He may be nearly 63 years old but age did not stop Ernest Gracia from smashing a personal record as he completed his fifth marathon with a time of three hours and 50 minutes.

Earlier this month, Mr Gracia landed in Manchester ready to take on the second biggest marathon in the UK, running a total of 42.2km.

Crossing the finish line he managed to shave off 2.30 minutes from his previous personal best, which he achieved in Barcelona last year.

Modest but pleased about his achievement, Mr Gracia firmly believes that anyone can run a marathon if they plan and train correctly.

Age, he said, may affect the length of time it takes to run the distance, but with focus and determination combined with the right training a marathon is achievable for most.

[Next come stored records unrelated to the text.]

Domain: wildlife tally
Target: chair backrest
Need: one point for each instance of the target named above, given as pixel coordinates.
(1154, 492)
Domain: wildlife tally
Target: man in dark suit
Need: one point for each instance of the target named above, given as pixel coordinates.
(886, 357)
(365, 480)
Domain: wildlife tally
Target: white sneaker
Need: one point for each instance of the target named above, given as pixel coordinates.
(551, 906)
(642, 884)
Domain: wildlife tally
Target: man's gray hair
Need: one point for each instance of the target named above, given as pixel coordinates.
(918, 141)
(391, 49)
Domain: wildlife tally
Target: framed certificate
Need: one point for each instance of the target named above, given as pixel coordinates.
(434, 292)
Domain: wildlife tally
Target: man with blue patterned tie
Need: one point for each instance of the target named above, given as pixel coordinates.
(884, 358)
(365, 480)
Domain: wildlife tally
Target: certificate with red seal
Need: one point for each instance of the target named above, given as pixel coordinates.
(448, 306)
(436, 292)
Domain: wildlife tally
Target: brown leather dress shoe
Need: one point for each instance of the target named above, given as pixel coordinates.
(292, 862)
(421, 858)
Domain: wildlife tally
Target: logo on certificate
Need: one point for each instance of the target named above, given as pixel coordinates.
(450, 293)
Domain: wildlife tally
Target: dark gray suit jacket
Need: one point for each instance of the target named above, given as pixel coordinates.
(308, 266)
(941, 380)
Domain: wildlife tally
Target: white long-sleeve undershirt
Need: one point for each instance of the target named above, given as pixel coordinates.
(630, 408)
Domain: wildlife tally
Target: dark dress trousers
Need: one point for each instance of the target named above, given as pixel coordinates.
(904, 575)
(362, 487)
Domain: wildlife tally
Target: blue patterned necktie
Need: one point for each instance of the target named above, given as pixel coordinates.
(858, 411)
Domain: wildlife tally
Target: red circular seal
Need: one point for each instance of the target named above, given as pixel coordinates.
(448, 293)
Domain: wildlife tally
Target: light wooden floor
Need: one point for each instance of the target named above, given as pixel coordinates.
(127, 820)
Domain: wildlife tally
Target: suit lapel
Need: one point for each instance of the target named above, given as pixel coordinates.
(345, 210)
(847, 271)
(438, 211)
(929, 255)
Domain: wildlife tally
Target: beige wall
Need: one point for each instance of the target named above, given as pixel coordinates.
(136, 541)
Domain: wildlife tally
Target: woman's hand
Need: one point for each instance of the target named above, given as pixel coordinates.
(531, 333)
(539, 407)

Mr Gracia’s marathon times keep on improving. In Seville in 2015, his time was 4:05:11. In London the next year it was 3:58:05 and in Sterling in 2017, it was 3:55:32.

His trick for attaining these results seems to be “running without a stopwatch and just enjoying it.”

While he might not run to a stopwatch, Mr Gracia said seconds either way can make a difference to how you run.

“Just one second below your previous best can have you sinking into a low but a mere second under your previous best and you’re ecstatic,” he said.

When preparing for a race Mr Gracia strictly follows a set training programme four months ahead of the event.

Ernest Gracia marathon (4)

This training dictates which marathon he can run as he is reluctant to train during the long hot summer months and towards the end of the year he is busy with his other passion, judging bird shows.

His training programme has him running three times a week with two sessions at the gym.

“These two gym days are recovery, you may be rowing or you may be cycling and sweating but it is recovery,” he said. This type of training is non-impact on your body but still helps with cardio and general fitness.

The runs consist of one long run, one the concentrates on speed and the other at an average distance.

“The long runs in the 16 weeks training are between 21 and 32km. Sunday mornings when I go out it is demanding,” he said.

“Within the 16 weeks there are five 32kms so I know I can do 32km. My thinking on the marathon is when I get to 32km I know I can do 32km I have only got 10km to do.”

“That is positive thinking. But, then when I am training here [in Gibraltar] and do that 32km it is negative thinking because I think ‘fine I have done the 32 km and I’m knackered and now I have to do another 10km’.”

“But, when you are in the marathon itself, when you do the 32 you think I have just got 10 more to do,” he added.

While Mr Gracia might inspire others, and he has people who have told him so, he too is inspired by people. Namely, a 85-year-old man who will run his 39th London marathon next weekend. However, this man is not focused on this year’s race, but his 40th next year.

Mr Gracia does not know where and when his next marathon will be, his family are trying to get him to sign up for one of the big ones in the US such as the New York or Boston.

As these can be hard to get a place in, he is unsure he will have the opportunity to take part.

However, despite saying he does not think he could achieve it, if he runs a marathon in 3.45 hours he will be eligible to enter any marathon in the world and avoid all lotteries.